Users of both Burp and WebInspect can use the WebInspect Connecter from the BApp store to integrate the two products. The plugin allows users of HP WebInspect to transfer vulnerability details back and forth between Burp and their WebInspect instance via the WebInspect API. This will empower users currently using Burp and WebInspect as a part of their analysis process with a more efficient workflow.

To use the integration, follow the instructions below.

Integration_HPWI_1

First install the WebInspect Connector extension from the BApp Store.

 
Integration_HPWI_2

It is important to ensure that the WebInspect API is running and logged in using the same credentials as the WebInspect application.

Open HP Fortify Monitor from the HP WebInspect folder (C:\ProgramFiles\HP\HP WebInspect).

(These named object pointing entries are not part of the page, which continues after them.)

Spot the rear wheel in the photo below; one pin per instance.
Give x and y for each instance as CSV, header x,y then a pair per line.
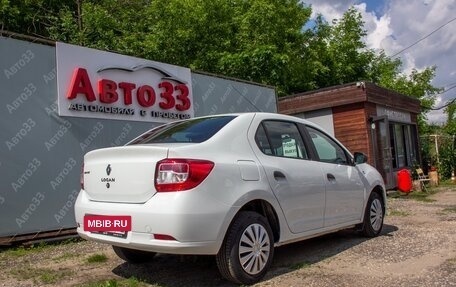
x,y
247,251
132,255
373,216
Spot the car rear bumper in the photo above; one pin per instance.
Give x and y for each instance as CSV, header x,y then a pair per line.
x,y
196,230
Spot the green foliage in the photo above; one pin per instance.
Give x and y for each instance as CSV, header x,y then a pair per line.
x,y
447,156
266,41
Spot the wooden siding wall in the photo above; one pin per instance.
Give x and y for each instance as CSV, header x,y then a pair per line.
x,y
350,122
371,111
389,98
325,98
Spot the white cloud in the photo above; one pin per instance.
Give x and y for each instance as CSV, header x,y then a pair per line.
x,y
402,23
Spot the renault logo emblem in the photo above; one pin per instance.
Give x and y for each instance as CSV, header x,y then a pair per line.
x,y
108,169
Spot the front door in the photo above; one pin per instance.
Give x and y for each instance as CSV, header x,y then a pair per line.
x,y
383,153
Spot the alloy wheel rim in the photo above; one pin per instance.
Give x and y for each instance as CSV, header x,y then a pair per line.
x,y
254,249
376,215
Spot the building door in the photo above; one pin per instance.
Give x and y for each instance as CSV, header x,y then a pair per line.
x,y
382,150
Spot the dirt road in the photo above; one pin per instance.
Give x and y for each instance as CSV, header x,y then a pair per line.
x,y
417,248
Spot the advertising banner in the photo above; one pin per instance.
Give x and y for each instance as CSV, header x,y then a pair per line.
x,y
98,84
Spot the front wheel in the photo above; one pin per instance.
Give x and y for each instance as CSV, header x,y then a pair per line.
x,y
247,251
132,255
373,216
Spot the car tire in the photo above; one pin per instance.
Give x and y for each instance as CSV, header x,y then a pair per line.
x,y
247,251
132,255
373,216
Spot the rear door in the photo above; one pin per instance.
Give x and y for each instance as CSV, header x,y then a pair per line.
x,y
344,188
297,182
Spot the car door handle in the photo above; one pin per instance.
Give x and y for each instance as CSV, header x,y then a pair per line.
x,y
278,175
330,177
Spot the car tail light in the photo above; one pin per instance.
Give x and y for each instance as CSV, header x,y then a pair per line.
x,y
81,180
164,237
180,174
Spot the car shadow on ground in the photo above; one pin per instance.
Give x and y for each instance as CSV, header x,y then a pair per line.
x,y
177,270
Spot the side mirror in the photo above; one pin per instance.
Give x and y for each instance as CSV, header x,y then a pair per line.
x,y
360,158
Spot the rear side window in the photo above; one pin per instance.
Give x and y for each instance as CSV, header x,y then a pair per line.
x,y
193,130
280,138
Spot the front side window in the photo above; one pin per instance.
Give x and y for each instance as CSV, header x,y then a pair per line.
x,y
193,130
327,149
281,139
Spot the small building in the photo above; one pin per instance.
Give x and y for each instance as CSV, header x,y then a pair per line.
x,y
367,118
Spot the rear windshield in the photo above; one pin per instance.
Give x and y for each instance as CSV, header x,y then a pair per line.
x,y
193,130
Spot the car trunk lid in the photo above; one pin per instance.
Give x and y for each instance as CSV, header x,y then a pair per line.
x,y
122,174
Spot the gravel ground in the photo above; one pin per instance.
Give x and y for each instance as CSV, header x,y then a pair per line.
x,y
416,248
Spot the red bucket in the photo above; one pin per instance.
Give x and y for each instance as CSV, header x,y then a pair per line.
x,y
404,180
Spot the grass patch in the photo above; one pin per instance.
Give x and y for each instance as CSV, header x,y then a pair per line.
x,y
421,196
97,258
65,256
300,265
130,282
395,212
41,275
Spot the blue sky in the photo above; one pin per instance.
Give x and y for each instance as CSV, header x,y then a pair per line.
x,y
393,25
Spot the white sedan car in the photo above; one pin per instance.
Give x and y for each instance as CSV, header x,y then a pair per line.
x,y
234,186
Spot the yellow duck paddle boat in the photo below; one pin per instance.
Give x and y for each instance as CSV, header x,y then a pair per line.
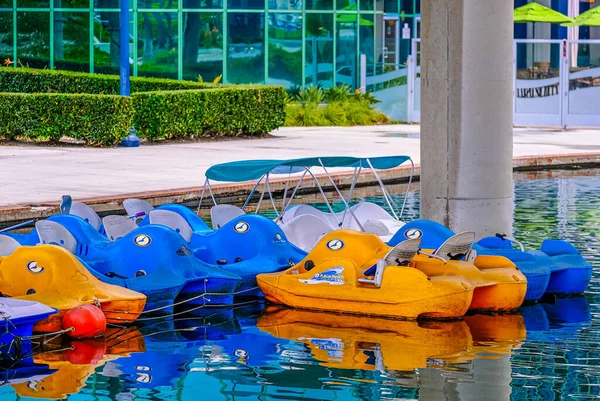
x,y
499,285
366,342
332,278
53,276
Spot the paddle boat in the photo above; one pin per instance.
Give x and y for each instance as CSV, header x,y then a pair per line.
x,y
17,318
557,269
153,260
52,276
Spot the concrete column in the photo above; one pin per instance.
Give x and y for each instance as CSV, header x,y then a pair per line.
x,y
467,114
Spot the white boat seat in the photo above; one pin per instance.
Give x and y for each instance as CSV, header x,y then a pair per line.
x,y
174,221
8,245
305,231
134,206
365,211
50,232
457,247
400,255
87,213
118,226
223,214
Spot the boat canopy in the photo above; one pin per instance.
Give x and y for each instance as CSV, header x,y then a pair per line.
x,y
249,170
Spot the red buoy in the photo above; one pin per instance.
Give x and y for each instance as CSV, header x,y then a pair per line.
x,y
87,352
88,321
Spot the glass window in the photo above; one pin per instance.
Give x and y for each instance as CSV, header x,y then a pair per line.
x,y
391,6
157,4
319,49
72,41
367,39
285,5
247,4
33,39
285,49
407,7
157,44
346,57
71,3
200,4
106,42
245,48
6,38
202,46
319,4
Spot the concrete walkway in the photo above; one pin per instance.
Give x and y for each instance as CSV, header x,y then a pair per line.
x,y
31,175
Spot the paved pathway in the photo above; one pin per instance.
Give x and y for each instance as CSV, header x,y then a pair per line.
x,y
30,174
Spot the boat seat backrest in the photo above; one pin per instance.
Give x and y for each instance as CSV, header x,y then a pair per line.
x,y
51,232
305,231
134,206
118,226
311,210
223,214
457,246
402,254
172,220
366,211
7,245
86,213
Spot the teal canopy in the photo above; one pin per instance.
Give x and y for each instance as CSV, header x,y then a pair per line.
x,y
251,170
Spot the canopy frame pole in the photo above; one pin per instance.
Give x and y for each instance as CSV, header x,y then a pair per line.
x,y
211,193
343,199
324,196
202,196
252,192
262,196
357,171
296,188
412,172
271,196
386,195
287,183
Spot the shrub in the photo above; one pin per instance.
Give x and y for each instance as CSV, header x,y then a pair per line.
x,y
251,109
28,80
97,119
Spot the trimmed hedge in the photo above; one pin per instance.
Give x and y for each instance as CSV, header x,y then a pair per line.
x,y
99,120
251,109
28,80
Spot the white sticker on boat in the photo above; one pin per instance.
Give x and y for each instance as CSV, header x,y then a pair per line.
x,y
142,240
332,276
335,244
241,227
413,233
34,267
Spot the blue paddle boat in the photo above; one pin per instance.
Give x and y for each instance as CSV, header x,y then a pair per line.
x,y
246,246
557,268
153,260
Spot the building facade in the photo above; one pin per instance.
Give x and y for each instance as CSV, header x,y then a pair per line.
x,y
285,42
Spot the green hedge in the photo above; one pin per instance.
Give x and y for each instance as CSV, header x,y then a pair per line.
x,y
28,80
100,120
250,109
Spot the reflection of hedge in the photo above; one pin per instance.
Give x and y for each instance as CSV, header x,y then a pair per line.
x,y
244,109
98,119
27,80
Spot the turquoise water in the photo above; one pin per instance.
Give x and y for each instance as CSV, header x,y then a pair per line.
x,y
548,351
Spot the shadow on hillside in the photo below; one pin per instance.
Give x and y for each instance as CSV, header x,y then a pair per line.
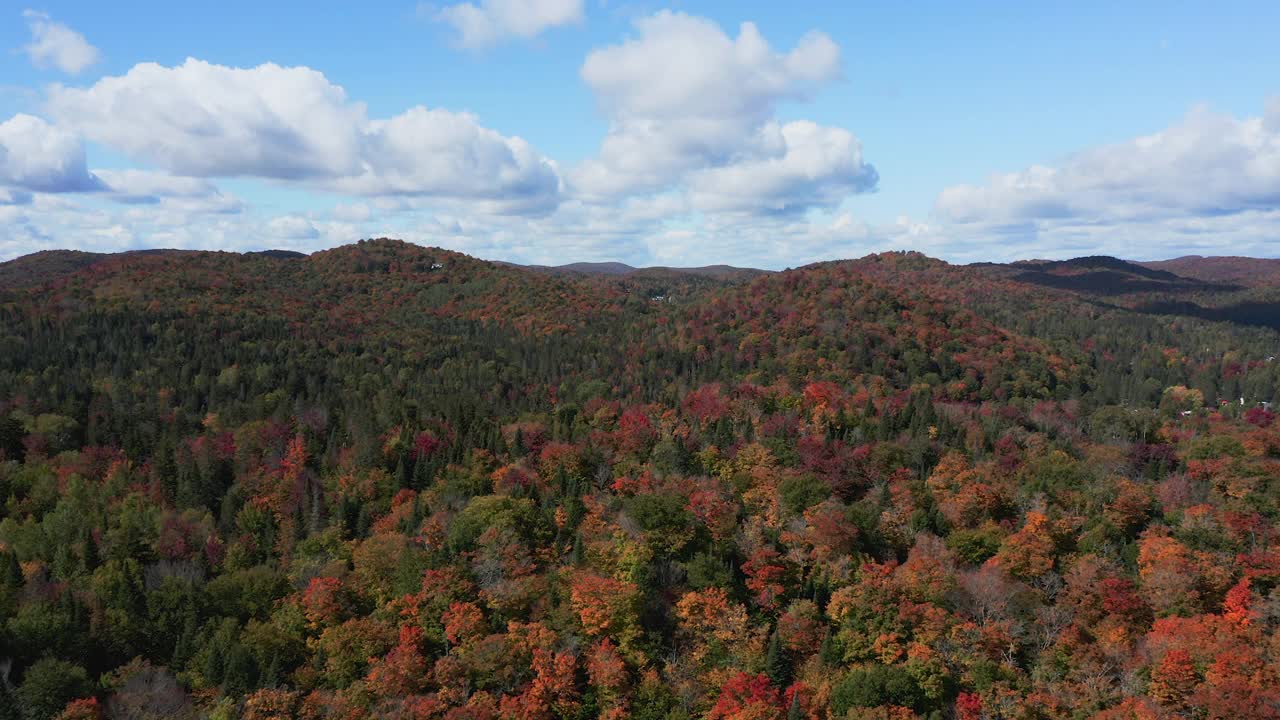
x,y
1253,313
1111,282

The values are set the first time Fortify Monitor is run and are based on the current user.

 
Integration_HPWI_3

Use the Fortify Monitor icon in the system tray to configure and start the Web Inspect API.

 

 
Integration_HPWI_14

Configure the API port and Host and click start for the API to listen for connections.

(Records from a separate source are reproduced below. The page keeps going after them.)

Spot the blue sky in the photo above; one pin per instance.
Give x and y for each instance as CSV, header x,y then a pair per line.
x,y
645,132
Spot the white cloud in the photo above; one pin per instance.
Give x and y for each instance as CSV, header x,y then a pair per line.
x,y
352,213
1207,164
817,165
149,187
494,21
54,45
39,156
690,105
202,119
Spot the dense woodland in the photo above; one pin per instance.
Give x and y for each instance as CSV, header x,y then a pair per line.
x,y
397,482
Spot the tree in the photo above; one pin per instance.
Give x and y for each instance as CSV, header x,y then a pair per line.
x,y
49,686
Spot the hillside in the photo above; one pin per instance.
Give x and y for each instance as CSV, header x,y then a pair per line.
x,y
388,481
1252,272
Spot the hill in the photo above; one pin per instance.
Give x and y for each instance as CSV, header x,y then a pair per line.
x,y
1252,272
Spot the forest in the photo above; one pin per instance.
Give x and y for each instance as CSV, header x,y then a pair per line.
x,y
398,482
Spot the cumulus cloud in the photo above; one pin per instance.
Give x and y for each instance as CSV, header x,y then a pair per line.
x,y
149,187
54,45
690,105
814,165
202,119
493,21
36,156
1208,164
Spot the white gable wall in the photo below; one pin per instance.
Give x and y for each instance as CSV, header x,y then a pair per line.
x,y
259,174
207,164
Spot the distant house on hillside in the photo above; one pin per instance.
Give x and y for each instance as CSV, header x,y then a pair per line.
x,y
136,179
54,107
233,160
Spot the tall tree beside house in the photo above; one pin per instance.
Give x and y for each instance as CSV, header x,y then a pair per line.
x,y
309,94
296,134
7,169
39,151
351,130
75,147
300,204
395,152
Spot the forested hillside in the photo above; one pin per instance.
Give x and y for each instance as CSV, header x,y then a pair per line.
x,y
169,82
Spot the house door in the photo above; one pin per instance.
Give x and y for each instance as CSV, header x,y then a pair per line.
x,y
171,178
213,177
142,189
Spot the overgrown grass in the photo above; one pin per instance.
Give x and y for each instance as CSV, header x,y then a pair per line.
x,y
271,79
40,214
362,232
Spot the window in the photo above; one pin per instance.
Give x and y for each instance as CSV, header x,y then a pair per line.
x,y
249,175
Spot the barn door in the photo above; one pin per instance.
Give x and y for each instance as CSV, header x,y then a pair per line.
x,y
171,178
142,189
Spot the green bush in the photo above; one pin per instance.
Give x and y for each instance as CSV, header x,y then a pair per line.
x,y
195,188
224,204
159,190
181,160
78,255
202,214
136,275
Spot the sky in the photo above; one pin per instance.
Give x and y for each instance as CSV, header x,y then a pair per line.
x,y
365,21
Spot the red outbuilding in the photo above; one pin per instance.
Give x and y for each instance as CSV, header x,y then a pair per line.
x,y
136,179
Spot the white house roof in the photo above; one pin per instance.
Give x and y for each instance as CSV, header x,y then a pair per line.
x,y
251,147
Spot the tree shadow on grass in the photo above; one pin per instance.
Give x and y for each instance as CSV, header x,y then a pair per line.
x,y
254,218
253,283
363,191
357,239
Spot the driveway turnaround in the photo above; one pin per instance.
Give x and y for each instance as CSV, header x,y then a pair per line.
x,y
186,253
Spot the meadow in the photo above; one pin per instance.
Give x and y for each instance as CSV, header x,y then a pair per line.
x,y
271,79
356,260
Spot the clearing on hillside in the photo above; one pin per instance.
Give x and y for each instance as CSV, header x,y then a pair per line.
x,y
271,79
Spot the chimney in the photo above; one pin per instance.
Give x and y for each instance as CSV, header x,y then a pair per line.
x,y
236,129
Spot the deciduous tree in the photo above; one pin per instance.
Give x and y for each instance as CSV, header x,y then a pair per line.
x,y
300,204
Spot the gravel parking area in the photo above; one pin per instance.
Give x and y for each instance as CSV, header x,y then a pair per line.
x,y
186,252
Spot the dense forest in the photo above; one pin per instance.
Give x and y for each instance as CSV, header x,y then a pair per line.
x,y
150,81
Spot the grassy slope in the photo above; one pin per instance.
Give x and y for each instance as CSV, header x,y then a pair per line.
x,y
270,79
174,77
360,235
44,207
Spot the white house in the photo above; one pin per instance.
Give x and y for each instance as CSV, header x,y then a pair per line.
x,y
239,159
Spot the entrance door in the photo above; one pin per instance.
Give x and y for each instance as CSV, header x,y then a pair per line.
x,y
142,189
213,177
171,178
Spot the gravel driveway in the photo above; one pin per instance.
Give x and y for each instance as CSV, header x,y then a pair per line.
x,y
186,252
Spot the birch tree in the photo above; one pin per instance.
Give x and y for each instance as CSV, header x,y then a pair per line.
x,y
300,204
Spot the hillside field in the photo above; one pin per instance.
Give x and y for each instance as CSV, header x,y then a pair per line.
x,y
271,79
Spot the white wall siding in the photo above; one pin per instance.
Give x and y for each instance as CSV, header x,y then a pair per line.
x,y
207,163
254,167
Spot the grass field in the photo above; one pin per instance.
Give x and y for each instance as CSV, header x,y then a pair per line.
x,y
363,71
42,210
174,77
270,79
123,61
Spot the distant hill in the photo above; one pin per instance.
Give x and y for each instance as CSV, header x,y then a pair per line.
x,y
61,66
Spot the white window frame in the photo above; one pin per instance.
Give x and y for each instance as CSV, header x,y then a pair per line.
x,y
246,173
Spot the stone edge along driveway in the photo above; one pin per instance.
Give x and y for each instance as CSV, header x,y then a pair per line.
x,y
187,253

Alternatively, click "Start Web Inspect API" from the system tray menu.

 
Integration_HPWI_4

The credentials can also be configured manually.

Open your services manager on your system.

 
Integration_HPWI_5

Find the "WebInspect API" service and double click it to open the "WebInspect API Properties" window.

 
Integration_HPWI_6

Go to the "Log On" tab and ensure the credentials match accordingly.

In this example ".\user".

 
Integration_HPWI_7

You can visit the API in your browser to check that it is running (for example: http://localhost:8083/webinspect).

 
Integration_HPWI_8

Return to Burp and go to the "WebInspect" tab.

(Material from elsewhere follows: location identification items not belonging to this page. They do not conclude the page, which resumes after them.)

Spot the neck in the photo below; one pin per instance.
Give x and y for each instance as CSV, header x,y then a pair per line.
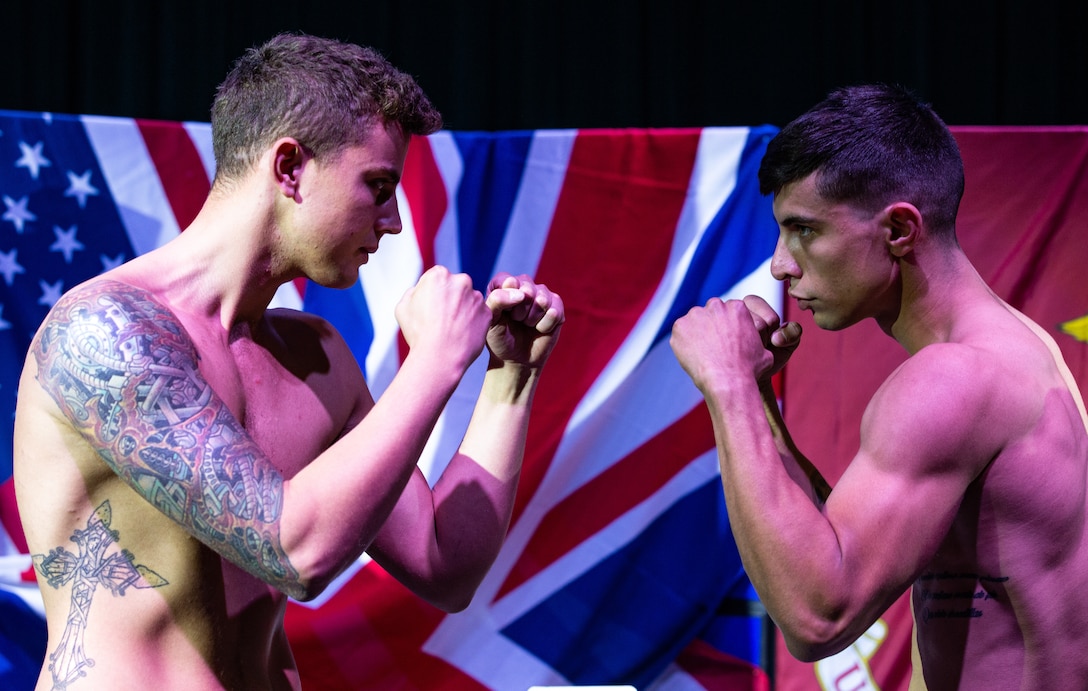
x,y
936,292
222,266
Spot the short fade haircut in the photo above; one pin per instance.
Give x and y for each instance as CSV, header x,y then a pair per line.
x,y
322,91
870,146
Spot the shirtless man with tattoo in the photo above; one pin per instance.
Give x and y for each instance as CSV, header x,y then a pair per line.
x,y
186,458
969,482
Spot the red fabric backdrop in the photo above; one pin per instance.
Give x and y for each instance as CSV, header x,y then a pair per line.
x,y
1024,223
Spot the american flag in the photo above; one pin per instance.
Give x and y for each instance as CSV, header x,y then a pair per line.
x,y
619,566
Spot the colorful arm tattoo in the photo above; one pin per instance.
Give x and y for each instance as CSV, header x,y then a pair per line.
x,y
124,372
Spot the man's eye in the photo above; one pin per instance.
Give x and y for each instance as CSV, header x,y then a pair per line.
x,y
383,189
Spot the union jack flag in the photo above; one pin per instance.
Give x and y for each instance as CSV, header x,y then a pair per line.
x,y
619,566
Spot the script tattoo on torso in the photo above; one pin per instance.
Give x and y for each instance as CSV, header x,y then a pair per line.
x,y
125,373
98,563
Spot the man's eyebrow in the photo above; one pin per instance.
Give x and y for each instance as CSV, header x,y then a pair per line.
x,y
386,172
799,220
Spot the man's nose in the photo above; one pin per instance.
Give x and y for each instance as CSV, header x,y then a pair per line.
x,y
782,266
388,220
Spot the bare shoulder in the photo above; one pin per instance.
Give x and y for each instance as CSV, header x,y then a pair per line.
x,y
312,349
947,405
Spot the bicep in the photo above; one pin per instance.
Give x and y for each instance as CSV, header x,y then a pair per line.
x,y
123,372
919,452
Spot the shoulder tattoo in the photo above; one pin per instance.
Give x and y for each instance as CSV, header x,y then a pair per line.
x,y
125,373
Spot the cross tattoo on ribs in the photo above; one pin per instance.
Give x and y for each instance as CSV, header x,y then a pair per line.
x,y
95,565
124,372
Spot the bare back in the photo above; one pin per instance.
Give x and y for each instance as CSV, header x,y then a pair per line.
x,y
1000,605
131,595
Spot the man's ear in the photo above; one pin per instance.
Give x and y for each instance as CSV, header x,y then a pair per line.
x,y
288,159
903,223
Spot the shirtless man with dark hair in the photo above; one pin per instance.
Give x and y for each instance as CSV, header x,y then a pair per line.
x,y
969,483
186,458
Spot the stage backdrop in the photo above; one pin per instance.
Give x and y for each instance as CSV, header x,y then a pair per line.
x,y
619,567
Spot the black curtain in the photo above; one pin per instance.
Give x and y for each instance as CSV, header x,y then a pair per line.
x,y
571,63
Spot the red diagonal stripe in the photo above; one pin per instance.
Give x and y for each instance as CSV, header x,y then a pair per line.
x,y
606,253
425,193
613,493
180,167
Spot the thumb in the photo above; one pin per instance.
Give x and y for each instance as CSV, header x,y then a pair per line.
x,y
787,336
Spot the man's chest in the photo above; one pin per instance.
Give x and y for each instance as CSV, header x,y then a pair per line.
x,y
292,418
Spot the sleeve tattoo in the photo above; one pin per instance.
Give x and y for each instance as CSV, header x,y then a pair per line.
x,y
125,373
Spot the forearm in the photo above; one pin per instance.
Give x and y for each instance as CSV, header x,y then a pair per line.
x,y
780,531
796,465
336,506
442,543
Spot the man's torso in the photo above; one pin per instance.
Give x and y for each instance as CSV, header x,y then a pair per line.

Enter the appropriate details in to the "Host" and "Proxy" settings.

Click the "Connect" button.

 
Integration_HPWI_9

An updated list of scans should now be presented in the table below.

You can refresh the scans at any time using the "Refresh Scans" button.

Double click on one of the scans to bring up a specific scan tab.

 
Integration_HPWI_10

You can send items from WebInspect to Burp by selecting one or multiple vulnerabilities in the WebInspect scan tab, and use the context menu to perform the following actions:

  • Send to Spider
  • Send to Intruder
  • Send to Repeater
  • Create issue - this will add the vulnerability to Burp Target's site map.
 
Integration_HPWI_11

Issues created in Burp's results are tagged with "[WebInspect]".

 
Integration_HPWI_12

You can send items from Burp to WebInspect as follows:

Select one or multiple issues in the Burp Site map "Issues" section.

Right click on the issue to bring up the context menu.

Go to "Send to WebInspect".

Select an open WebInspect scan.

 
Integration_HPWI_13

This will create the issue in WebInspect, and will also create a crawling session based on the selected base request.